Dott. D’ASCOLA Pasquale – Presidente –

Dott. FALASCHI Milena – rel. Consigliere –

Dott. CRISCUOLO Mauro – Consigliere –

Dott. DONGIACOMO Giuseppe – Consigliere –

Dott. BESSO MARCHEIS Chiara – Consigliere –

ha pronunciato la seguente:

ORDINANZA

sul ricorso 11013-2018 proposto da:

V.L., elettivamente domiciliata in ROMA, PIAZZA CAVOUR

presso la CANCELLERIA della CORTE di CASSAZIONE, rappresentata e

difesa da se stessa;

– ricorrente –

contro

MINISTERO DELLA GIUSTIZIA, (OMISSIS);

– intimato –

avverso l’ordinanza n. R.G. 3510/2017 del TRIBUNALE di RIMINI,

depositata il 13/02/2018;

udita la relazione della causa svolta nella camera di consiglio non

partecipata dell’11/12/2019 dal Consigliere Relatore Dott. MILENA

FALASCHI.

Fatto

FATTI DI CAUSA E RAGIONI DELLA DECISIONE

Il Tribunale di Rimini, con ordinanza n. 1350/2016 depositata il 04.11.2016, condannava – per quanto qui di interesse – il Poliambulatorio Flaminio, i Gobbi e la Cattolica Assicurazioni, in solido, al pagamento di Euro 660,00 per spese processuali in favore dell’Erario ed Euro 5.000,00 per compensi professionali in favore di G.E., difesa dall’Avv. V.L. ed ammessa al gratuito patrocinio.
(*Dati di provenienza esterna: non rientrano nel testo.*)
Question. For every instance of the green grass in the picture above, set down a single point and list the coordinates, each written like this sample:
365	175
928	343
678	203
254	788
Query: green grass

Il Tribunale di Rimini, adito dallo stesso difensore nominato in sede di gratuito patrocinio, con successivo decreto, emesso in data 25.07.2017, determinava il compenso della V. per il patrocinio prestato a favore della G.E. nella minor somma di Euro 2.901,00.

A seguito di opposizione al decreto di liquidazione, D.P.R. n. 115 del 2002, ex art. 170, proposto dalla V., il Tribunale di Rimini, rigettava l’opposizione affermando che il giudice avesse determinato correttamente il compenso professionale adottando i valori medi relativi a ciascuna fase processuale ai sensi del D.M. n. 55 del 2014, ed applicando la riduzione prevista dal D.P.R. n. 115 del 2002, art. 130, nonchè l’aumento per la difesa contro più convenuti nella misura del 20%.

Avverso l’ordinanza del Tribunale di Rimini la V. propone ricorso per cassazione, fondato su un unico motivo.

Il Ministero della giustizia è rimasto intimato.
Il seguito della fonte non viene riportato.